La deuxième partie relative aux agences et entreprises privées de sécurité nous pose davantage de problèmes puisqu'une telle loi pourrait se solder par une confusion accrue entre les forces régaliennes et les entreprises qui ne répondent pas aux mêmes contraintes légales et qui ne suivent pas les mêmes formations initiale et continue. On peut craindre certaines dérives sur des aspects régaliens comme dresser des procès-verbaux ou recueillir l'identité et l'adresse des auteurs, qui nous semblent relever de la police nationale et de la gendarmerie. J'ai, par ailleurs, bien entendu les arguments de notre rapporteur sur la possibilité d'avoir recours à la sous-traitance, mais il reste malgré tout trois niveaux de sous‑traitance, ce qui paraît beaucoup et risque de favoriser une certaine opacité.
La dernière partie de cette loi concerne les forces de police. C'est sans doute celle qui pose le plus de problèmes dans la mesure où ses dispositions pourraient porter atteinte à la liberté d'informer. L'usage des caméras piétons présente le double objectif d'éviter des débordements de la part des citoyens, mais également des forces de l'ordre. Les images doivent donc être prises dans le respect de la vie privée des individus filmés et leur publicité doit être encadrée. Si l'utilisation d'images d'intervention des forces de l'ordre dans le seul but de nuire pose problème, je ne suis pas sûr que ce que vous proposez soit proportionné par rapport à la liberté d'informer. Voilà ce qui nous gêne. En ce moment, une vidéo circule dans laquelle on voit un policier qui gaze un journaliste. C'est un acte répréhensible. Cette vidéo est passée directement sur les réseaux sociaux. Cette immédiateté ne serait plus possible puisqu'il faudrait au préalable passer par un logiciel pour flouter tous les visages. Sur la vidéo dont je parlais, on ne reconnaissait pas les policiers et les gendarmes parce qu'ils portaient des masques, mais on voit bien qu'il y a là deux principes en contradiction. Cela nous semble disproportionné et, ce faisant, vous vous attaquez à la loi de 1881 qui est, tout de même, un totem.
S'agissant des drones, il faut strictement encadrer leur usage, en particulier sur la question de la proportionnalité, mais aussi sur le traitement des images recueillies afin qu'elles ne puissent être utilisées pour la reconnaissance faciale. Des pays le font, qui ne sont pas forcément des modèles de démocratie.
Quant à donner aux forces de l'ordre la possibilité de conserver leur arme de service dans les établissements recevant du public, j'appelle votre attention sur plusieurs dérives possibles.
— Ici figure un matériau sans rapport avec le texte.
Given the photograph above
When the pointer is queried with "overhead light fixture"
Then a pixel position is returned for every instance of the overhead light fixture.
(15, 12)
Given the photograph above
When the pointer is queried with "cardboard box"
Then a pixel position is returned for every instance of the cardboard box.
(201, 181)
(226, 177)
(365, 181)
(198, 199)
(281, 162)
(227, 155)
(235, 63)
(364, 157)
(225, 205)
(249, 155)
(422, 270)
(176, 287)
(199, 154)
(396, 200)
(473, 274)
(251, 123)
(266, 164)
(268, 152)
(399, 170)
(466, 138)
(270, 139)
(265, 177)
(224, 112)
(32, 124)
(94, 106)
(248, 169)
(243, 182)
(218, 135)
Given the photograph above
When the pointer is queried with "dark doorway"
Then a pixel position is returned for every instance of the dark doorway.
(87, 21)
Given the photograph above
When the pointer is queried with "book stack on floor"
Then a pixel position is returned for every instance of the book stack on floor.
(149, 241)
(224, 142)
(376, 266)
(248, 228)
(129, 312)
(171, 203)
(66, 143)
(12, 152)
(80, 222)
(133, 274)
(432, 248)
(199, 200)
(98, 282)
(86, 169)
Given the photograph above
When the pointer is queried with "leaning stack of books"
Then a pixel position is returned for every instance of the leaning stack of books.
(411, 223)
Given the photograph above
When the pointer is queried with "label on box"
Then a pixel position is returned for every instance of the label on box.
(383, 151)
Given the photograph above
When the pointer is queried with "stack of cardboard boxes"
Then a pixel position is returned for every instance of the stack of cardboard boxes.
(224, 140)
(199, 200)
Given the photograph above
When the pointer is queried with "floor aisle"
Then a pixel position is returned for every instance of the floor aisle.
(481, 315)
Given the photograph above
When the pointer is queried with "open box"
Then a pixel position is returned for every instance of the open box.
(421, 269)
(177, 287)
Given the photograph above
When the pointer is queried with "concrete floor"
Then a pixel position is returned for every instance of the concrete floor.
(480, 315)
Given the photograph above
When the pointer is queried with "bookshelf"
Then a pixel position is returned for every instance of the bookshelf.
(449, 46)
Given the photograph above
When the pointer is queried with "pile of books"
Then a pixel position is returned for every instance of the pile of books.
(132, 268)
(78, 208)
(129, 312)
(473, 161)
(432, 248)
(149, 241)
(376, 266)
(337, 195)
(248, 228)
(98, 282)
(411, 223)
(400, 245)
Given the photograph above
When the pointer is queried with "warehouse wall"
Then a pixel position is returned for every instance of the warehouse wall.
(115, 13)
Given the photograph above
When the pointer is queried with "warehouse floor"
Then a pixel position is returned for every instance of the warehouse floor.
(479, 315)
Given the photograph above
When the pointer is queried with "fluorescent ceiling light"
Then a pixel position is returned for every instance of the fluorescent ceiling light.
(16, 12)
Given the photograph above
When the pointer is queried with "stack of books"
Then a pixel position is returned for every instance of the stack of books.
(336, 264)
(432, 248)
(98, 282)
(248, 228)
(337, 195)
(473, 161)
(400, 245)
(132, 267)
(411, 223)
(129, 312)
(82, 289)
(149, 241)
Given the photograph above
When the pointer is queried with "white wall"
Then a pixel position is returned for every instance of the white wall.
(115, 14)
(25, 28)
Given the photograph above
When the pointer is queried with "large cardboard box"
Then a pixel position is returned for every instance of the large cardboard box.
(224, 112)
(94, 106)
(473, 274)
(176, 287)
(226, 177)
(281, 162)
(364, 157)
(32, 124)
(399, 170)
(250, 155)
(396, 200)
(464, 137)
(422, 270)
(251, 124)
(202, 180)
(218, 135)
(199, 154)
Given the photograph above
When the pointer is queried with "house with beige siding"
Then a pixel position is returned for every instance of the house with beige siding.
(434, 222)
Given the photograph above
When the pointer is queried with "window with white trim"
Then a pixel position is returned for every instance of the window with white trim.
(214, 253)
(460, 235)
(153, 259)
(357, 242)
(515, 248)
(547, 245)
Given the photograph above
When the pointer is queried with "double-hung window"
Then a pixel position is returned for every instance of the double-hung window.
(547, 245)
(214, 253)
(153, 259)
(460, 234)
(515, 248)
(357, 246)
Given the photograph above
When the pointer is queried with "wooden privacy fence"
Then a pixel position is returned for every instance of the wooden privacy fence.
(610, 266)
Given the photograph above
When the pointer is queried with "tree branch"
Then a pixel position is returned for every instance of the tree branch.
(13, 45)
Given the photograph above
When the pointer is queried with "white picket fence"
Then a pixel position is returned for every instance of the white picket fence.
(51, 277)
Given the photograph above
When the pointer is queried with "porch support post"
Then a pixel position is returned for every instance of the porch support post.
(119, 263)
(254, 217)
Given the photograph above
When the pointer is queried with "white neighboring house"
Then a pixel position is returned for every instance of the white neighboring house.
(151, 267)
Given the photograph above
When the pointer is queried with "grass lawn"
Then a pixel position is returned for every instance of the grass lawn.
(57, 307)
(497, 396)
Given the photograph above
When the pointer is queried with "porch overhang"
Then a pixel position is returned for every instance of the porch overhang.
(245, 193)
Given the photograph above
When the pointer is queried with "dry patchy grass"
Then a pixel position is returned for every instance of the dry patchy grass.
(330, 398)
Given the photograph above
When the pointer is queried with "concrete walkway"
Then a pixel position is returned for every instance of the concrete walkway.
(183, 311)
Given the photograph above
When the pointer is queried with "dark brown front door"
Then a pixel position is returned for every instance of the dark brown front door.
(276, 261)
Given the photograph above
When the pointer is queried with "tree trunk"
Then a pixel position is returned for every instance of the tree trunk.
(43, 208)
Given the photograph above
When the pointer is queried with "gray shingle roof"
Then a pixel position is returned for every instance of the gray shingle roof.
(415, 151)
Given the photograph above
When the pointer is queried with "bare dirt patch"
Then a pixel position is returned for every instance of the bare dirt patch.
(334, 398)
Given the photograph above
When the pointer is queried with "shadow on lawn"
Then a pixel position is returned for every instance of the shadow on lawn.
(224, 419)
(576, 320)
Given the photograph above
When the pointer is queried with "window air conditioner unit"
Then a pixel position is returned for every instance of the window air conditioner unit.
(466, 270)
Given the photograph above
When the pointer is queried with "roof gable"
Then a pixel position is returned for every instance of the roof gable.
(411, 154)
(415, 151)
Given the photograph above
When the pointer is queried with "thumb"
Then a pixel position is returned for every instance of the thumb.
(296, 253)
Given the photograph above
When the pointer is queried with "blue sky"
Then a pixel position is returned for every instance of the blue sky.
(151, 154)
Si un fonctionnaire se rend dans une discothèque avec son arme de service, on peut risquer un vol ou une utilisation inadaptée. Par ailleurs, je me souviens qu'à une époque, dans la police nationale, il était interdit d'emmener son arme à la maison pour éviter les suicides et les problèmes conjugaux. Je ne suis donc pas sûr que cette mesure ne soit pas dangereuse pour les fonctionnaires eux-mêmes.